CVE-2020-36998

Vulnerability

Details

Forma.lms The E-Learning Suite version 2.3.0.2 contains a persistent cross-site scripting (XSS) vulnerability in multiple course and profile parameters. The application fails to properly sanitize user-supplied input in the course_code, course_name, course_box_descr, course_descr fields, as well as the email parameter. This allows attackers to inject arbitrary JavaScript that is stored and later executed in the browsers of other users [3][4].

Exploitation

Exploitation varies by parameter. For course fields, an attacker must have administrative privileges to edit a course via the Admin Area endpoint /formalms/appCore/index.php?r=alms/course/modcourse. The email parameter, however, can be exploited by any authenticated user editing their profile at /formalms/appLms/index.php?r=lms/profile/show&ap=saveinfo.

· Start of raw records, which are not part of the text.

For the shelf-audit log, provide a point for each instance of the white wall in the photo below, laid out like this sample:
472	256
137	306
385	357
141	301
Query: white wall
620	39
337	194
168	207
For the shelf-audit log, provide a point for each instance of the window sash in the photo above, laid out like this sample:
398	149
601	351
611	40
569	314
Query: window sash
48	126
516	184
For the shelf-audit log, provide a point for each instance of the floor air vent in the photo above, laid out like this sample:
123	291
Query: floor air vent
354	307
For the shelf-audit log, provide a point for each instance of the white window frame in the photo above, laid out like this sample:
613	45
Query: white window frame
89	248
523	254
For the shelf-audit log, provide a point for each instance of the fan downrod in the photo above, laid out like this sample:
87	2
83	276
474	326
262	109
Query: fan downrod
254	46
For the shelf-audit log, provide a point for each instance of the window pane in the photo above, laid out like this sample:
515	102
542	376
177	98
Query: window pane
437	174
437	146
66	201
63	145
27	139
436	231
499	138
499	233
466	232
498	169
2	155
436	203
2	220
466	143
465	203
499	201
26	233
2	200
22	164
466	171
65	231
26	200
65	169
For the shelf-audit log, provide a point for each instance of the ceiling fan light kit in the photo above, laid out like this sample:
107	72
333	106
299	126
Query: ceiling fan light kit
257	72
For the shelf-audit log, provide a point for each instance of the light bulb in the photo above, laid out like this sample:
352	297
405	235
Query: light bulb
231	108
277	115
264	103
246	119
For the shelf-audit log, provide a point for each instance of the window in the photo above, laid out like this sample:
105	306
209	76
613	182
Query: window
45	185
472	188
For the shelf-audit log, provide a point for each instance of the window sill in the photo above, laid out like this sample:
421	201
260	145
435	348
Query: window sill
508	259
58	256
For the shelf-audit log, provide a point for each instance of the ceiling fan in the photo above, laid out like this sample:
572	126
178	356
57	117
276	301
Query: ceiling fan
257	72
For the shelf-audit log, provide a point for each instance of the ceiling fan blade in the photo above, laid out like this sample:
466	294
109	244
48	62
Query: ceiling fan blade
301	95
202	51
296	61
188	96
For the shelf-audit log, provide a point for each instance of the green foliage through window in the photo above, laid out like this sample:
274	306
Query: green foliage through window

The email field has some filtering but can be bypassed using obfuscated payloads [3].

Impact

Successful exploitation allows an attacker to execute arbitrary JavaScript in the context of the victim's session. This can lead to session hijacking, defacement, data theft, or further attacks against other users of the platform. The vulnerability is rated Medium with a CVSS v3 score of 6.4.

Mitigation

No official patch has been released for this vulnerability. Administrators should implement strict input validation and output encoding for all user-supplied fields, especially those stored and displayed to other users. Upgrading to a newer version of Forma.lms, if available, is recommended [4].